According to Hon. Onyema, the commission when established would formulate policies and guidelines for the development of states in the South-East, conceive and implement economic development plans in accordance with the set rules and regulations, projects and programs for the sustainable development of the South-East states in the areas of transportation including roads, health, education, employment, agriculture, industrialisation, housing and urban development, water supply, electricity and telecommunication.
But here are the six key points about the bill, majorly the financial implication of the bill, which according to Hon. Onyema is consist of...
1). “15 per cent of the total monthly statutory allocations due to member states of the commission from the Federation account.
2). “3 per cent of the total budget of any oil producing company operating onshore and offshore in the South-East states including gas processing companies.
3). “3 per cent of the total annual budget of any solid mineral extracting mining company operating in the South-East.
4). “50 percent of monies due to member states of the commission from the ecological fund.

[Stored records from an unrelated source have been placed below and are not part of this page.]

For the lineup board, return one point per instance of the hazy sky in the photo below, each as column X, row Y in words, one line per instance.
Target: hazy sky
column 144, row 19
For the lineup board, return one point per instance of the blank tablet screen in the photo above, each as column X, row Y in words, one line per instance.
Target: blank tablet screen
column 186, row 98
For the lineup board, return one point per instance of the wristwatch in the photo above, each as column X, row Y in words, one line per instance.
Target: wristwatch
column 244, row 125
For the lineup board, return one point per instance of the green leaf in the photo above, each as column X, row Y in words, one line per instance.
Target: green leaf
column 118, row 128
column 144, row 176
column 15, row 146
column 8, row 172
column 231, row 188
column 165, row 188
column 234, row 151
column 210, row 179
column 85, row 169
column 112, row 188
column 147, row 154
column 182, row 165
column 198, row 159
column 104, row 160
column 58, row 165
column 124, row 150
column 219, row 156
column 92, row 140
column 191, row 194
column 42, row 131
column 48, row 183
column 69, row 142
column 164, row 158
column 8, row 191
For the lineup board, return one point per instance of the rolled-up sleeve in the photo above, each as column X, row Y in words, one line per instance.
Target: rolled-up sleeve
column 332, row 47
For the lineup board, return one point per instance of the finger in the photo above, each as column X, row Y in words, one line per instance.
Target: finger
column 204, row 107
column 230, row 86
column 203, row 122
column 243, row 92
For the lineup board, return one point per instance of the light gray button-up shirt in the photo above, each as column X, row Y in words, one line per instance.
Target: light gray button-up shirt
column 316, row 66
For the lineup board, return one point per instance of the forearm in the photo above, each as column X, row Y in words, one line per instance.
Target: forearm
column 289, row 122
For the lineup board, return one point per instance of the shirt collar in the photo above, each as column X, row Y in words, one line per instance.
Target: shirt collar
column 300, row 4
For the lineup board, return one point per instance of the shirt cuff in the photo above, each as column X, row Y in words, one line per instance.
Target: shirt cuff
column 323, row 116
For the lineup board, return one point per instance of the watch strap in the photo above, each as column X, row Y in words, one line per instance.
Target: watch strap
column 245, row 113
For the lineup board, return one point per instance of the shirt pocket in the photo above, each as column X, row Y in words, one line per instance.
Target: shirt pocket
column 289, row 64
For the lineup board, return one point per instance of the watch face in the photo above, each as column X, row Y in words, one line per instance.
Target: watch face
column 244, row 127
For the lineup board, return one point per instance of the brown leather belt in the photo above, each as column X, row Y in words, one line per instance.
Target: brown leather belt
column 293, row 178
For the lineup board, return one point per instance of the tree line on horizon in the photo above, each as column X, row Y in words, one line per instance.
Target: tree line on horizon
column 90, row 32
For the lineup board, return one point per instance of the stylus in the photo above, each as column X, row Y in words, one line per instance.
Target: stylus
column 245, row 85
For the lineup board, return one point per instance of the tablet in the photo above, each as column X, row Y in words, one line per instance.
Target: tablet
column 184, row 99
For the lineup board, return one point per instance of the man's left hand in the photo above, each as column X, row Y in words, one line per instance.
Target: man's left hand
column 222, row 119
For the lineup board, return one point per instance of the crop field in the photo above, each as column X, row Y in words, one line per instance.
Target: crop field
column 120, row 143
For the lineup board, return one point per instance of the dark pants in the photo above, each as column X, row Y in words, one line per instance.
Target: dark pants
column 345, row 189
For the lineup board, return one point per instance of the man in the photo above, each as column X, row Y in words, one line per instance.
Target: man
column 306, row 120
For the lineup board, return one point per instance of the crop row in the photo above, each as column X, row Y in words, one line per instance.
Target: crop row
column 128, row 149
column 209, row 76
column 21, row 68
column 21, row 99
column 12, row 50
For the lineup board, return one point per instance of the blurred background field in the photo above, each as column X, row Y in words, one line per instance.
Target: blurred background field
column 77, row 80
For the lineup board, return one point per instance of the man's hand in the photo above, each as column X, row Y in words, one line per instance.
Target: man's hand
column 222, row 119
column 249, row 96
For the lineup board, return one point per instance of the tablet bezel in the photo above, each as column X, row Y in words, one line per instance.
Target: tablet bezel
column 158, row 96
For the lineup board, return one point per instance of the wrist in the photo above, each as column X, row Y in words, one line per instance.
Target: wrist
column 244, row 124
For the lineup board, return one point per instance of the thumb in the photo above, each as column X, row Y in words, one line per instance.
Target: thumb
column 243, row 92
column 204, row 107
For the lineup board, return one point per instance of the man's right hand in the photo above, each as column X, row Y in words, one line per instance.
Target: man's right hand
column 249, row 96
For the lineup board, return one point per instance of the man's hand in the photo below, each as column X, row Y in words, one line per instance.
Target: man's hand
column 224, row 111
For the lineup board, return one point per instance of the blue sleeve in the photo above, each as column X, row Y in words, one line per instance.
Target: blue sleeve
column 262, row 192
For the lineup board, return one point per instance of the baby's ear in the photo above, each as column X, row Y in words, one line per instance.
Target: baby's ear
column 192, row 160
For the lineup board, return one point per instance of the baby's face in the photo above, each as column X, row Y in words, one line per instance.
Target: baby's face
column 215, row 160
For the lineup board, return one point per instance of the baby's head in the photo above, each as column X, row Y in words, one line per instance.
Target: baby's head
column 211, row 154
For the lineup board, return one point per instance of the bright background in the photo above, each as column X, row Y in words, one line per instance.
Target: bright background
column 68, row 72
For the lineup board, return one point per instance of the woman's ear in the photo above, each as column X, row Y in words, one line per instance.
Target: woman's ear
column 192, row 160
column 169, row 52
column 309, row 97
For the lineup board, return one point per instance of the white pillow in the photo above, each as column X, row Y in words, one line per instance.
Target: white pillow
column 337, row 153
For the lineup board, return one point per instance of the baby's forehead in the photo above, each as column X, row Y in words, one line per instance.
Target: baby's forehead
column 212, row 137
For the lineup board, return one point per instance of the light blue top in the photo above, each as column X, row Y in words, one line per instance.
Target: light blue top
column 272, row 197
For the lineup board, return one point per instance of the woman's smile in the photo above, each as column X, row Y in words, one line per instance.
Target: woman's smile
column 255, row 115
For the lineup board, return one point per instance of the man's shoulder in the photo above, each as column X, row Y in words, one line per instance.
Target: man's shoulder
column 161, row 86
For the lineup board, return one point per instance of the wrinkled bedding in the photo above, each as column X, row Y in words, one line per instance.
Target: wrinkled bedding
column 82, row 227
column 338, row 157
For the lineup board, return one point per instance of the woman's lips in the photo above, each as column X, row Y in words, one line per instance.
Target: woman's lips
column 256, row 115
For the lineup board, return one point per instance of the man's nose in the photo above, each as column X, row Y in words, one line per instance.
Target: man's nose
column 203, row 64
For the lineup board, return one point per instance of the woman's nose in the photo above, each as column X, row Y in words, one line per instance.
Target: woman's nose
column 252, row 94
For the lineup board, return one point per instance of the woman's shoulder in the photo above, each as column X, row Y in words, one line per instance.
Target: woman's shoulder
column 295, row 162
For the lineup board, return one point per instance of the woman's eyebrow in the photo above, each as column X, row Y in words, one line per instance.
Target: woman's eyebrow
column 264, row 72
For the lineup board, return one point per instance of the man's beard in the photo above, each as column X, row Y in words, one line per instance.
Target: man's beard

5). “Such monies as may from time to time be granted or lent to or be deposited with the commission by the Federal Government or states government, any other body or institution whether local or foreign.
6). “All monies raised for the purpose of the commission by way of gifts, loans grant in aid, testamentary, disposition or otherwise.”
Above are the six key points that made up of the bill, and before the bill was rejected by a voice vote, some members of the House from the South-East made a contribution.
Hon. Uzoma Abonta in his contribution said that the bill was for the development of the South-East states.
The House minority leader, Hon. Leo Ogor in his own contribution said the bill was a step in right direction, stressing that, “This country need to be restructured. We cannot continue the way we are going.”
Meanwhile, Hon. Sani Abdul, on his part said that the agitation to create the commission was as a result of government’s failure to its citizens, saying that, “We should look at it holistically in order not to have a problem. We are worried; the timing of the bill with the agitation of Biafra is suspicious.”
It can be recalled that the rejected bill which was sponsored by the Minority Whip, Hon. Chukwuka Onyema and 42 others, is for an Act to establish the South East Development Commission charged with the responsibility, among other things.
According to Hon. Onyema, the commission when established would formulate policies and guidelines for the development of states in the South-East, conceive and implement economic development plans in accordance with the set rules and regulations, projects and programs for the sustainable development of the South-East states in the areas of transportation including roads, health, education, employment, agriculture, industrialisation, housing and urban development, water supply, electricity and telecommunication.
But here are the six key points about the bill, majorly the financial implication of the bill, which according to Hon. Onyema is consist of...
1). “15 per cent of the total monthly statutory allocations due to member states of the commission from the Federation account.
2). “3 per cent of the total budget of any oil producing company operating onshore and offshore in the South-East states including gas processing companies.
3). “3 per cent of the total annual budget of any solid mineral extracting mining company operating in the South-East.
4). “50 percent of monies due to member states of the commission from the ecological fund.
5). “Such monies as may from time to time be granted or lent to or be deposited with the commission by the Federal Government or states government, any other body or institution whether local or foreign.
6). “All monies raised for the purpose of the commission by way of gifts, loans grant in aid, testamentary, disposition or otherwise.”
Above are the six key points that made up of the bill, and before the bill was rejected by a voice vote, some members of the House from the South-East made a contribution.
Hon. Uzoma Abonta in his contribution said that the bill was for the development of the South-East states.
The House minority leader, Hon. Leo Ogor in his own contribution said the bill was a step in right direction, stressing that, “This country need to be restructured. We cannot continue the way we are going.”
Meanwhile, Hon. Sani Abdul, on his part said that the agitation to create the commission was as a result of government’s failure to its citizens, saying that, “We should look at it holistically in order not to have a problem. We are worried; the timing of the bill with the agitation of Biafra is suspicious.”